Load balancing is a different thing to RAID.  As to whether you should
use hardware RAID: probably yes, as the hardware RAID will take some
of the load off the main CPU thus maximizing performance.  Plus some
HW raid can implement write caching using non-volatile memory, which
means that an unexpected power cut can't damage the file system or
cause data loss.  That grade of RAID controller tends to be fairly
expensive though.  However, it's not cut and dried that HW RAID will
out-perform SW RAID, particularly when doing RAID 0 or RAID 1.  You'll
have to experiment to find out which works better.

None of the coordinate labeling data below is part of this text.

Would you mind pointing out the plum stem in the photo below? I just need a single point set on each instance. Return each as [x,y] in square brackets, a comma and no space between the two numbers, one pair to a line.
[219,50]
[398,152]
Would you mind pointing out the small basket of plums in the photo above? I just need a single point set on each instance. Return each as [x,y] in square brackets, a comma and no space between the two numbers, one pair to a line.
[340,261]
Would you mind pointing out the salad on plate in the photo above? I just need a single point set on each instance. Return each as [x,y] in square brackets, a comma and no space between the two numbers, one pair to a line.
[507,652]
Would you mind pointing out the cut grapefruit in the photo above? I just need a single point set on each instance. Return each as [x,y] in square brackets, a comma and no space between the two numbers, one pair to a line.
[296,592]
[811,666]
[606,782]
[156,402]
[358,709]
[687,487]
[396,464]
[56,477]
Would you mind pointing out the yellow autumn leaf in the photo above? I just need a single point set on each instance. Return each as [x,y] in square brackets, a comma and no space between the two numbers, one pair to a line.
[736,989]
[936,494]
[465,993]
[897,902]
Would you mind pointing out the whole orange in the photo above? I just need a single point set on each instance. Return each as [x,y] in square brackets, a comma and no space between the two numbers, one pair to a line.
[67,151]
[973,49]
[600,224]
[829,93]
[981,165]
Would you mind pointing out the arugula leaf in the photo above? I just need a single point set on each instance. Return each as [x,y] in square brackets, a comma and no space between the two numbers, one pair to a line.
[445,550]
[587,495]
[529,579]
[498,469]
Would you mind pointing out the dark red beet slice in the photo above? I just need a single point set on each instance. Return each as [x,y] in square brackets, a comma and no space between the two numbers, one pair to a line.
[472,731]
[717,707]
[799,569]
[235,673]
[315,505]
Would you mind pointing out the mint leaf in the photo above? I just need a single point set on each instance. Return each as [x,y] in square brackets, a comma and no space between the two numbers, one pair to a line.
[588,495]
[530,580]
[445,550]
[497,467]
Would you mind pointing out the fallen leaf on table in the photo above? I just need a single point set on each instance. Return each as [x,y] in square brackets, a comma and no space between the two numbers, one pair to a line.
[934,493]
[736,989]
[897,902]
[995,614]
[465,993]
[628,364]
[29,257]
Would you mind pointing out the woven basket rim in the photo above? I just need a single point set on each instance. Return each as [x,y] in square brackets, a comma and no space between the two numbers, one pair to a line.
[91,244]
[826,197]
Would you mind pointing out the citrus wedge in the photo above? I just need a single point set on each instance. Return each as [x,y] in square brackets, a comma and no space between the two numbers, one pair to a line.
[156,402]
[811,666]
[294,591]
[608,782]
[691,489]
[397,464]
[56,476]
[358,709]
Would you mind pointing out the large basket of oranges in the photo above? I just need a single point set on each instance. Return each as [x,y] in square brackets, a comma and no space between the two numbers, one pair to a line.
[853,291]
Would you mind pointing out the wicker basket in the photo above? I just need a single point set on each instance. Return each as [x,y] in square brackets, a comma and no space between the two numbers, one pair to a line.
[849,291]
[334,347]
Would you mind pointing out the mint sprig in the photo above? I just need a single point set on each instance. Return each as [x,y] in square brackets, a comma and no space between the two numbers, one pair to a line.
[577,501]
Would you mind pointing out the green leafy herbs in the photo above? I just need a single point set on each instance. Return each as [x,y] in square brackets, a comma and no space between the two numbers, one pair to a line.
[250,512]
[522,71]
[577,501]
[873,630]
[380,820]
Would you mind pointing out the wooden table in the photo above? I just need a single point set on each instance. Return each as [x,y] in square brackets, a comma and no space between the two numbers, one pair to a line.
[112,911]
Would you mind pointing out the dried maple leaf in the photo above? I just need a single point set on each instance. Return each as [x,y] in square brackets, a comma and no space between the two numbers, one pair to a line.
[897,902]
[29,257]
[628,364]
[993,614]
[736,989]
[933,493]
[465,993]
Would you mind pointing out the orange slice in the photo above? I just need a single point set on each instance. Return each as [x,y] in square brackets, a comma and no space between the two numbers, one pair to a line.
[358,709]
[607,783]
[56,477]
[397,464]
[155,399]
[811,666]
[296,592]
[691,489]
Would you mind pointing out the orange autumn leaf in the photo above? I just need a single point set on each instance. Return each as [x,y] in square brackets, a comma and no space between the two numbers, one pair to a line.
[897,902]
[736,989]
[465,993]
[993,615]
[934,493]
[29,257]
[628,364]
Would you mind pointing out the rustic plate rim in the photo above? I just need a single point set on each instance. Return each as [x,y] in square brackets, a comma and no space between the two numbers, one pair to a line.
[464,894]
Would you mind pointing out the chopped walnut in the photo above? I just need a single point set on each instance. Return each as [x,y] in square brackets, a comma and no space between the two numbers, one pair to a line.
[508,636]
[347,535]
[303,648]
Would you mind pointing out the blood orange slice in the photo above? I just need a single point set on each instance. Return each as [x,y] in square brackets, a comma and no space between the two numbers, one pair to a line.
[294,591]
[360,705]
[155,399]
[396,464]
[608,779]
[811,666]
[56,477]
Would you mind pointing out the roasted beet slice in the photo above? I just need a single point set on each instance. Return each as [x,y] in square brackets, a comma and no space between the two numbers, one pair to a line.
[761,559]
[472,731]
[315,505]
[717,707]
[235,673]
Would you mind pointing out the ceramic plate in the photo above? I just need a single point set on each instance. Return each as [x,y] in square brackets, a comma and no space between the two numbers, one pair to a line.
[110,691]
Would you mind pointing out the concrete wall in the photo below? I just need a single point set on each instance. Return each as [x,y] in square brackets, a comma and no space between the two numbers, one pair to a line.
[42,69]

Nb. Load balancing usually refers to having two or more web servers to
serve up the same data.  You can implement it in a hackish way using
an apache proxy as described in the apache mod_rewrite docs.  However,
for higher throughput situations it's generally the case that a
specialist piece of kit, like Cisco Arrowpoint or Alteon AceDirector
is used.
> 2) Personally, I like the idea of having 400gbs available.  This server is a web / 
> database / email / dns server.  However, I'm desperately trying to see this in a 
> more advanced light than "WOW, 400 gigs! WOOHOO!" :)  That being said, is Raid 1 the 
> best way to go?  If it slows down writes, will it be noticeable?  The one thing I 
> DON'T want is noticeable speed lost.  Is the Raid becoming corrupt in Raid 0 a 
> common thing? I generally don't add to servers, I buy new ones.. So when I outgrow 
> this production machine, it will get demoted to something else and I'll buy a bigger 
> better production server. (meaning the chances of me adding additional harddisks is 
> unlikely)

Nope -- RAID 1 (mirroring) would be strongly recommended for a
production server, especially if it's at a remote site.  The write
performance won't be an issue: the gains you make on read performance
will far outway any penalties.

RAID becoming corrupt is about as likely as a regular filesystem
becoming corrupt.  Generally it takes some sort of hardware failure to
cause it.  Bad memory in a hardware RAID controller can be
particularly agravating, but it's a fairly unusual occurrence.
> 3) Does it matter that I'm planning an offsite location?  Essentially, I'll backup 
> all the web / email / db stuff to a server offsite.  Although my backup server isn't 
> as big as my production server (right now), I don't have 400 gigs of crap. I figure 
> when I've outgrown my backup server, I can simply replace it.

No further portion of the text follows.